The climate crisis is not gender neutral

Context:

The impact of climate change on women's health and well-being, as well as the importance of incorporating gender-sensitive approaches into climate action plans, has gained prominence in recent discussions.

Disproportionate Health Risks:

  • Gender impact of climate-related events: Women and girls face disproportionately high health risks due to climate change, particularly in impoverished situations and influenced by existing cultural norms.
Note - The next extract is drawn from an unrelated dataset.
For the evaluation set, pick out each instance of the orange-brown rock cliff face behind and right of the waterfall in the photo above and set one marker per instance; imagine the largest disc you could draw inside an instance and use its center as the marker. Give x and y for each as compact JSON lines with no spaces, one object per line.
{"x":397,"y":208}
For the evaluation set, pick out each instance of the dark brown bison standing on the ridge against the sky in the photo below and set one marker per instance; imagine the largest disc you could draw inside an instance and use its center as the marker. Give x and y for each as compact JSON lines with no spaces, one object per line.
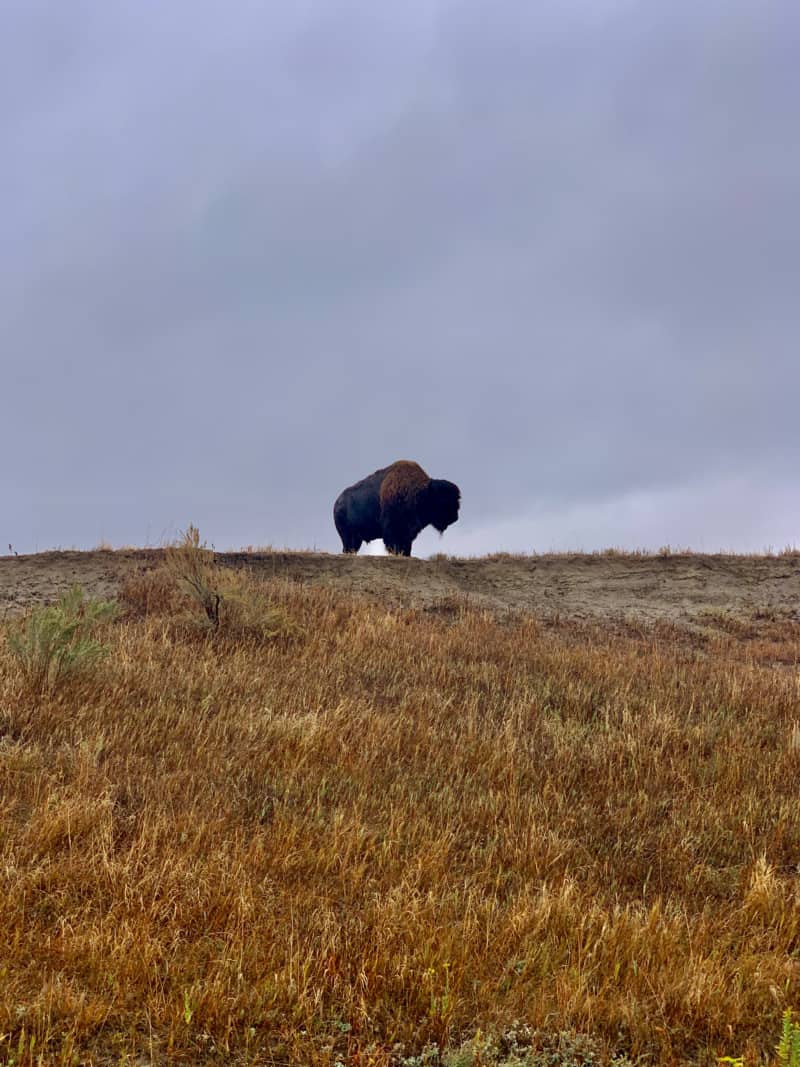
{"x":395,"y":503}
Women and children are significantly more likely than men to die in disasters, emphasizing the gendered impact of climate-related events.
  • Food insecurity: Climate-driven factors such as crop yield reductions exacerbate food insecurity, leading to adverse health outcomes for women, especially those in rural areas who heavily depend on agriculture for livelihoods.
  • Impact on physical health: Extreme weather events, such as heatwaves, further endanger vulnerable groups like pregnant women, young children, and the elderly, highlighting the need for targeted interventions to mitigate health risks.

Empowering Women in Climate Action:

  • Gender-sensitive approaches in climate action are essential for ensuring the effectiveness and inclusivity of mitigation and adaptation measures.
  • Empowering women with access to resources and decision-making roles can lead to better climate solutions, increased agricultural yields, and enhanced community resilience.
  • Local-level interventions, driven by women collectives and participatory approaches, can facilitate innovative solutions to climate challenges and contribute to sustainable development goals.